Wniosek IPN o wszczęcie postępowania lustracyjnego ma związek z wątpliwościami, co do zgodności z prawdą oświadczenia lustracyjnego Kozłowskiego oraz o wydanie orzeczenia, że oświadczenie lustracyjne, które złożył jest niezgodne z prawdą. Grozi za to utrata pełnionej funkcji oraz od 3 do 10 lat zakazu pełnienia funkcji publicznych.
Jak mówił prok. Jarosław Skrok z warszawskiego IPN, z "bogatego materiału archiwalnego zachowanego w formie papierowej" wynika, iż w latach 1965-1969 Kozłowski był najpierw kandydatem, a potem tajnym współpracownikiem II wydziału SB w Krakowie, o kryptonimie "Witold". Dodał, że Kozłowski składał wyjaśnienia w IPN; przed wszczęciem procesu prokurator nie chciał ujawniać szczegółów.
Życie w cieniu SB
PAP pisała w 2000 r., że Sąd Lustracyjny umorzył proces lustracyjny Kozłowskiego, bo odszedł on z funkcji podlegającej lustracji (wiceszefa MSZ) 16 listopada 1998 r., a wtedy obowiązywała pierwotna wersja ustawy lustracyjnej stanowiąca, że osoba, która przestaje pełnić funkcję podlegającą lustracji, nie jest już potem lustrowana. Ówczesny rzecznik interesu publicznego Bogusław Nizieński podejrzewał Kozłowskiego, że zataił on swe związki ze specsłużbami PRL. Sam Kozłowski zapewniał wtedy, że nigdy nie był agentem.

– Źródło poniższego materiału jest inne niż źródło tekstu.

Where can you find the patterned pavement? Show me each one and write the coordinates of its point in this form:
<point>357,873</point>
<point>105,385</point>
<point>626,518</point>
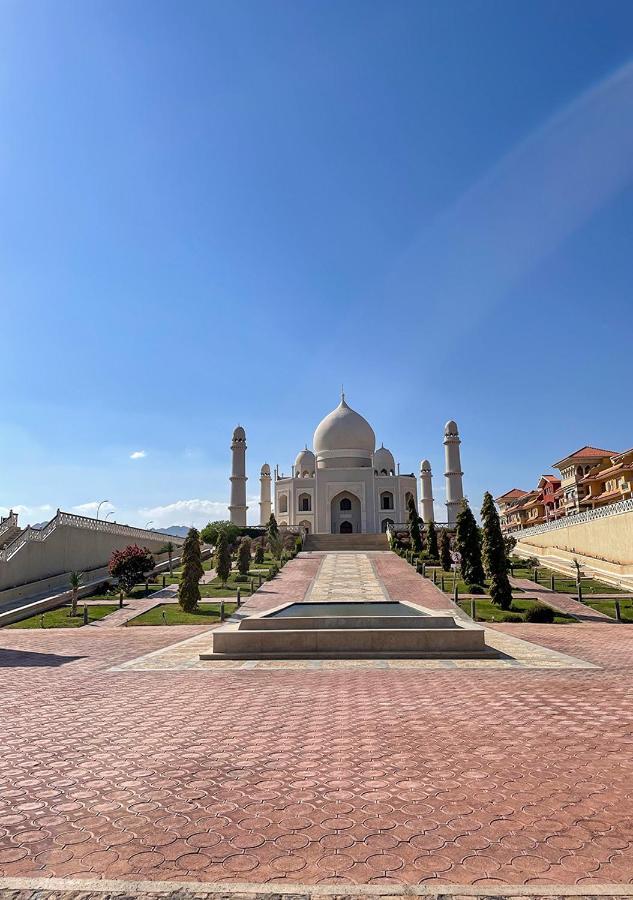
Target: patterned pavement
<point>355,776</point>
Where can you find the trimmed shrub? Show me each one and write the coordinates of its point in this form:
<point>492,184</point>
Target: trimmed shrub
<point>540,613</point>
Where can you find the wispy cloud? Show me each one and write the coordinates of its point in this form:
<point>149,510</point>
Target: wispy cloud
<point>185,512</point>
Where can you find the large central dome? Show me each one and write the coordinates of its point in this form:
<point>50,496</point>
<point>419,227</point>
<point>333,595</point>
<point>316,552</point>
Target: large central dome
<point>344,436</point>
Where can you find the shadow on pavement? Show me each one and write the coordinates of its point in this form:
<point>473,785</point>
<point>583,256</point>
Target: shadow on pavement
<point>18,658</point>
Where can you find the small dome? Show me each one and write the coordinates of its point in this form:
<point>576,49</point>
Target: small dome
<point>305,462</point>
<point>344,429</point>
<point>384,461</point>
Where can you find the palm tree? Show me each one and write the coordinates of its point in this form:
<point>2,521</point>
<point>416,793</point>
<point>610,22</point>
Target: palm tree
<point>169,548</point>
<point>75,580</point>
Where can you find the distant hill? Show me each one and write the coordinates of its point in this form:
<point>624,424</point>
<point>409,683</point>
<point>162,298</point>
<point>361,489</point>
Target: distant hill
<point>174,530</point>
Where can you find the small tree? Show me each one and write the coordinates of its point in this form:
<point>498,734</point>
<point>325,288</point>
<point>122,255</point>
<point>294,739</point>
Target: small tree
<point>222,557</point>
<point>445,550</point>
<point>192,571</point>
<point>431,540</point>
<point>494,554</point>
<point>244,556</point>
<point>168,548</point>
<point>131,565</point>
<point>75,580</point>
<point>414,527</point>
<point>468,544</point>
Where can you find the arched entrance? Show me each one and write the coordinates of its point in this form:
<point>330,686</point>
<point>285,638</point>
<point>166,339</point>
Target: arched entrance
<point>345,513</point>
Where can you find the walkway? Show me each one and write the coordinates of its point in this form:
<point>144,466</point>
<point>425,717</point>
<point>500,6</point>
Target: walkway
<point>562,602</point>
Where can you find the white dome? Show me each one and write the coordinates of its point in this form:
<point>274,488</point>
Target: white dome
<point>384,461</point>
<point>305,462</point>
<point>344,429</point>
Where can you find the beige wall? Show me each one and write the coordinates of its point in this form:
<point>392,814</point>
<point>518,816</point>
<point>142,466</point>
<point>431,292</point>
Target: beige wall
<point>604,544</point>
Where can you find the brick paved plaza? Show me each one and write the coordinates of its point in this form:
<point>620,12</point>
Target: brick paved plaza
<point>351,774</point>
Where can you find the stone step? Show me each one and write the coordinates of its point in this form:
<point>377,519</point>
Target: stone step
<point>346,542</point>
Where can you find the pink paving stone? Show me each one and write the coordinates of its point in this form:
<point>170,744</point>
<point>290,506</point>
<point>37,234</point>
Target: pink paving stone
<point>440,774</point>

Decyzja z 2000 r., podjęta z powodów formalnych, nie rozstrzygała, czy Kozłowski współpracował z SB, czy nie. Po umorzeniu sprawy Kozłowski mógł pełnić funkcje publiczne podlegające lustracji, ale ubiegając się o nie musiałby złożyć nowe oświadczenie lustracyjne. Nizieński zasugerował, że jeżeli by do tego doszło, znów wystąpiłby o wszczęcie postępowania lustracyjnego wobec Kozłowskiego. Nizieński na rozprawie lustracyjnej ujawnił, że w tej sprawie sąd dysponował "teczką personalną" i "teczką pracy" (takie teczki SB zakładała swym tajnym współpracownikom - red.).
Po umorzeniu procesu lustracyjnego Kozłowski powiedział, że nigdy nie był agentem, choć całe jego życie "było niejako w cieniu SB". Spytany, czy czuje się oczyszczony przez sąd, odparł, że nigdy nie czuł się obciążony, tak samo jak nigdy nie czuł się oskarżony o współpracę z CIA. Powiedział, że czuje teraz niesmak, bo staje drugi raz przed sądem. Pierwszy raz był skazany na pięć lat w PRL "za współpracę z CIA". Teraz - mówił - "staję niejako w tej samej sprawie, czyli za moją działalność z tamtych lat, po raz drugi przed sądem". Kozłowski składał oświadczenie lustracyjne, będąc od lutego do listopada 1998 r. wiceszefem MSZ. W lipcu 1999 r. został ambasadorem w Izraelu (ambasadorowie nie podlegali wtedy lustracji). Kozłowski przyjechał wówczas na proces do kraju na własny koszt, w ramach bezpłatnego urlopu. Ambasadorem był do 2003 r.